Microemulsion is homogenous, thermodynamically stable dispersion of water and oil stabi)lized by relatively large amounts of surfactant(s) frequently in combination with cosurfactant(s)^(3-8).

Microemulsion shows diverse structural organization due to the use of wide range of surfactant concentration, water-oil ratios, temperature etc. (Lawrence et al., 2005). In case of emulsion, it contains three components, namely oil, water and surfactant; whereas microemulsions generally require a forth component i.e. cosurfactants, which include linear alcohols of medium chain length that is miscible with water. The combination of surfactant and co-surfactant promotes the generation of extensive interfaces through the spontaneous dispersion of oil in water, or vice-versa. The large interfacial area between oil and water consists of a mixed interfacial film containing both surfactant and cosurfactant molecules. The interfacial tension at the oil-water interfaces in emulsions approaches zero, which also contributes to their spontaneous formation. Microemulsions are regarded as micelles extensively swollen by large amounts of solubilized oil ^(9,10)

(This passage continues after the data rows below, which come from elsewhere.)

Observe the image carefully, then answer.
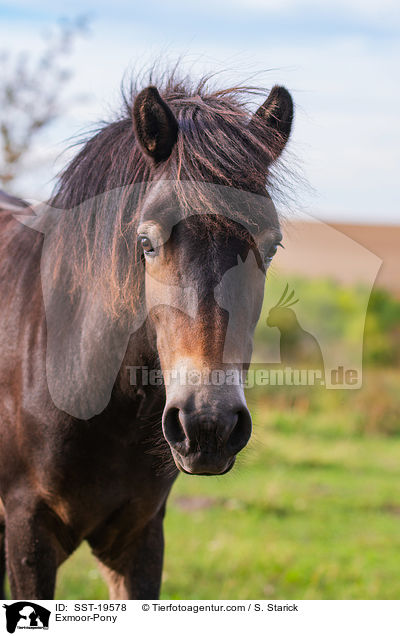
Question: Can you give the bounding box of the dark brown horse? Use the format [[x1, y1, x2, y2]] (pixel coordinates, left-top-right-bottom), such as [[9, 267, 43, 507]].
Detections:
[[0, 72, 293, 599]]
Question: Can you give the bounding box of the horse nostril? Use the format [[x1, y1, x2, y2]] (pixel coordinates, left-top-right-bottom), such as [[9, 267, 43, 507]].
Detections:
[[163, 408, 186, 446], [227, 408, 252, 455]]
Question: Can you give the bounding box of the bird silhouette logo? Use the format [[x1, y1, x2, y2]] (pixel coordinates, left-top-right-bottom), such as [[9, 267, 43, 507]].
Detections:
[[3, 601, 51, 634], [266, 283, 324, 371]]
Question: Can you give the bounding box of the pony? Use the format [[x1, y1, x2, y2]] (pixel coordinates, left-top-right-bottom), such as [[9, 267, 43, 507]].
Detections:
[[0, 74, 293, 599]]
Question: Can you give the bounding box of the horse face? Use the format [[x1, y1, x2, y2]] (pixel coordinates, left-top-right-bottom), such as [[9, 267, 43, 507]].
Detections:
[[133, 86, 293, 474], [138, 191, 280, 475]]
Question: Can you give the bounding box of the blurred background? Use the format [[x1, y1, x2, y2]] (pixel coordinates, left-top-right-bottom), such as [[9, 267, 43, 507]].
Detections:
[[0, 0, 400, 599]]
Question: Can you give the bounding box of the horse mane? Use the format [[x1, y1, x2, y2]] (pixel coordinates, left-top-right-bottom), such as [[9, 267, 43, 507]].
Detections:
[[43, 69, 294, 316]]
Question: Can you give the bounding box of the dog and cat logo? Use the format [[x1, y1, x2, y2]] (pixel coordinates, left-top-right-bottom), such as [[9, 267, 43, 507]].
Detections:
[[3, 601, 51, 634]]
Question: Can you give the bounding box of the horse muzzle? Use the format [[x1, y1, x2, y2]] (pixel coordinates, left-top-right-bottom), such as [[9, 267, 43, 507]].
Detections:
[[163, 399, 252, 475]]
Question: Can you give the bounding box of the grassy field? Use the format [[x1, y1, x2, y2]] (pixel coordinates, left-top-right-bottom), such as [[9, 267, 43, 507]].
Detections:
[[53, 378, 400, 599]]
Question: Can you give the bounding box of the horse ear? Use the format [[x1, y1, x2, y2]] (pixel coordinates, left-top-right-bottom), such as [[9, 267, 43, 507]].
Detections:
[[249, 86, 293, 161], [133, 86, 178, 162]]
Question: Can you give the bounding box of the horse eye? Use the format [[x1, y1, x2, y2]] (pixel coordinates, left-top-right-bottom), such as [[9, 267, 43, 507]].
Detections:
[[140, 236, 154, 254]]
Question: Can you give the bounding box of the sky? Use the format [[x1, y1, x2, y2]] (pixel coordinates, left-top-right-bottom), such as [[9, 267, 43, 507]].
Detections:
[[0, 0, 400, 223]]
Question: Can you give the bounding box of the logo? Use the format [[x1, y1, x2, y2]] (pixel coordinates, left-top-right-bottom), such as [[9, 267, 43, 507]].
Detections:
[[3, 601, 51, 634]]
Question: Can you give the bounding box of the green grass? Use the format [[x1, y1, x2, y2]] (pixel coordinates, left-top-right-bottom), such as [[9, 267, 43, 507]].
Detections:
[[57, 391, 400, 599]]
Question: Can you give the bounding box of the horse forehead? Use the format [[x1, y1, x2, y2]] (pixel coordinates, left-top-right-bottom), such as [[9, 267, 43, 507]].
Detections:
[[140, 180, 279, 243]]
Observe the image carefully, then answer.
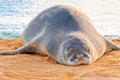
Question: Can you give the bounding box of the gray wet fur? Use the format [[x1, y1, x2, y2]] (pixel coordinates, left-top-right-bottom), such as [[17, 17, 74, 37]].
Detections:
[[0, 5, 120, 65]]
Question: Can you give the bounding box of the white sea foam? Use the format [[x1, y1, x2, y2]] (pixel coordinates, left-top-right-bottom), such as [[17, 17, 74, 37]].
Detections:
[[0, 0, 120, 38]]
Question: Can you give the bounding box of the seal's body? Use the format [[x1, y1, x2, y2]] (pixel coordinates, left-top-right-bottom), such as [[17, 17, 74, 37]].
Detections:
[[0, 5, 120, 65]]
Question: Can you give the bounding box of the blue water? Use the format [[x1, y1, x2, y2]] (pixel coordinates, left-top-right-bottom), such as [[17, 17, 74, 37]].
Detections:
[[0, 0, 120, 38]]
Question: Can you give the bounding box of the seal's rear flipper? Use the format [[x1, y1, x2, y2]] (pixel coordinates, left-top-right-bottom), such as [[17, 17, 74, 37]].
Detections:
[[105, 39, 120, 50], [0, 42, 37, 55]]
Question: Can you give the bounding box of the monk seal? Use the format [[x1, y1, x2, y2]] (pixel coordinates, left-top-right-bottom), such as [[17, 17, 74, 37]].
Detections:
[[0, 5, 120, 65]]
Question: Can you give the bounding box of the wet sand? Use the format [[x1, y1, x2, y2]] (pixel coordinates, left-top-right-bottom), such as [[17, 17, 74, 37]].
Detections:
[[0, 39, 120, 80]]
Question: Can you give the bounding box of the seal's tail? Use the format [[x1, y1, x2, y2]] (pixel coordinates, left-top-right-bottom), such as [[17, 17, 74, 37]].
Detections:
[[0, 43, 36, 55]]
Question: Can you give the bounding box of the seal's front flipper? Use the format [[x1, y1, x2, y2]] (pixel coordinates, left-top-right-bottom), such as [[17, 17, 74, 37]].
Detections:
[[0, 42, 37, 55], [105, 39, 120, 50]]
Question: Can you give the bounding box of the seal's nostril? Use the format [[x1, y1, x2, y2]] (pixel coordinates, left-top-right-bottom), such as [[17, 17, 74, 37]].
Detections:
[[76, 54, 83, 59]]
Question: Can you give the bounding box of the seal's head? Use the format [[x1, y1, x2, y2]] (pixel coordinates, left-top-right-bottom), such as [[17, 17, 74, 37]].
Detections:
[[57, 38, 92, 65]]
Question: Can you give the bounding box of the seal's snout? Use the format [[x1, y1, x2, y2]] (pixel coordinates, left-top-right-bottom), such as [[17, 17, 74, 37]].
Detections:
[[76, 54, 83, 59]]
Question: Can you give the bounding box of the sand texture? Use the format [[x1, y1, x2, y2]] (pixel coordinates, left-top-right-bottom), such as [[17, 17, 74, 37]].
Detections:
[[0, 39, 120, 80]]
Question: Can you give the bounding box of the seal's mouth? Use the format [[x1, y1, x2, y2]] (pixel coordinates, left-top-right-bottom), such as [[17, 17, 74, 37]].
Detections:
[[66, 52, 91, 65]]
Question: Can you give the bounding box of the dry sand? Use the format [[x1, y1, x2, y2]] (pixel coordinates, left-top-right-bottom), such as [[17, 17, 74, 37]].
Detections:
[[0, 39, 120, 80]]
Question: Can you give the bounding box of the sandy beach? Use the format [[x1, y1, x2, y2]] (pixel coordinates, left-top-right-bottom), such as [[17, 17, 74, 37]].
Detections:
[[0, 38, 120, 80]]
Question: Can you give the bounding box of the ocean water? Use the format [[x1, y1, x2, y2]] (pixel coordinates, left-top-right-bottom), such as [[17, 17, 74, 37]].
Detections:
[[0, 0, 120, 39]]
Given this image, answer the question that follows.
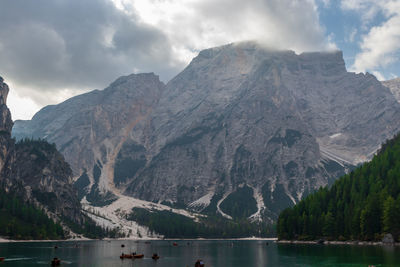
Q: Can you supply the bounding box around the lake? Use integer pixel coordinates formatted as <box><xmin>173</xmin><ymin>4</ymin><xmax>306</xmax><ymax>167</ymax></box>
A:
<box><xmin>0</xmin><ymin>240</ymin><xmax>400</xmax><ymax>267</ymax></box>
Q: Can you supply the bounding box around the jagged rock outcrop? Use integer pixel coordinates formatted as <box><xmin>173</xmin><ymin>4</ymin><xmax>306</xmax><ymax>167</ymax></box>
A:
<box><xmin>382</xmin><ymin>78</ymin><xmax>400</xmax><ymax>102</ymax></box>
<box><xmin>13</xmin><ymin>42</ymin><xmax>400</xmax><ymax>222</ymax></box>
<box><xmin>0</xmin><ymin>78</ymin><xmax>83</xmax><ymax>223</ymax></box>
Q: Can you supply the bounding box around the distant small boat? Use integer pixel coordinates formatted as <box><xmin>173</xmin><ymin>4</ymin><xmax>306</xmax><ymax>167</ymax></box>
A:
<box><xmin>119</xmin><ymin>253</ymin><xmax>133</xmax><ymax>260</ymax></box>
<box><xmin>132</xmin><ymin>254</ymin><xmax>144</xmax><ymax>259</ymax></box>
<box><xmin>51</xmin><ymin>258</ymin><xmax>61</xmax><ymax>266</ymax></box>
<box><xmin>194</xmin><ymin>260</ymin><xmax>204</xmax><ymax>267</ymax></box>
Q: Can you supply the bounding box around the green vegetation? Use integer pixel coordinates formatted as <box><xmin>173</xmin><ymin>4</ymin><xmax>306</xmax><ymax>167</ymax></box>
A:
<box><xmin>277</xmin><ymin>135</ymin><xmax>400</xmax><ymax>241</ymax></box>
<box><xmin>220</xmin><ymin>186</ymin><xmax>257</xmax><ymax>219</ymax></box>
<box><xmin>128</xmin><ymin>208</ymin><xmax>274</xmax><ymax>238</ymax></box>
<box><xmin>74</xmin><ymin>171</ymin><xmax>90</xmax><ymax>200</ymax></box>
<box><xmin>0</xmin><ymin>190</ymin><xmax>65</xmax><ymax>239</ymax></box>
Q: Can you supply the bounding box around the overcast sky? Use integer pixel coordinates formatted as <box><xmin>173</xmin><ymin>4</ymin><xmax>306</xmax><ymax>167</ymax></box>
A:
<box><xmin>0</xmin><ymin>0</ymin><xmax>400</xmax><ymax>119</ymax></box>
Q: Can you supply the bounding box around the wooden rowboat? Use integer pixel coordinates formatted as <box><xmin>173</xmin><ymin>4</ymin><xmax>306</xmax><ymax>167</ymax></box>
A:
<box><xmin>119</xmin><ymin>254</ymin><xmax>133</xmax><ymax>260</ymax></box>
<box><xmin>132</xmin><ymin>254</ymin><xmax>144</xmax><ymax>259</ymax></box>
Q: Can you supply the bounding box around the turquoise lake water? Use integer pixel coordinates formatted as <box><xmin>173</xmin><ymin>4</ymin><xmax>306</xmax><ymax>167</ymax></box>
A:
<box><xmin>0</xmin><ymin>240</ymin><xmax>400</xmax><ymax>267</ymax></box>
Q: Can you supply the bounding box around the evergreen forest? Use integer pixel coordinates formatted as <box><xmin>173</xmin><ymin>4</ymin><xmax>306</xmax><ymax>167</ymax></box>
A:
<box><xmin>277</xmin><ymin>135</ymin><xmax>400</xmax><ymax>241</ymax></box>
<box><xmin>128</xmin><ymin>208</ymin><xmax>276</xmax><ymax>238</ymax></box>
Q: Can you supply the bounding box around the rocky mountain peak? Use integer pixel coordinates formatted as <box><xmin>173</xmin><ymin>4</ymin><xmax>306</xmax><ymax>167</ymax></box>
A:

Advantage of Microemulsions:^(11-17)

Microemulsions system has considerable potential to act as a drug delivery vehicle by incorporating a wide range of drug molecules.

(1) Good thermodynamically stable and inexpensive.

(2) It is used in the wide range of pharmaceuticals and cosmetics formulation.

(3) It is used as a vehicle for topical, oral, nasal and transdermal applications.

(4) It is used as bioavailability enhancers for poorly water soluble drug.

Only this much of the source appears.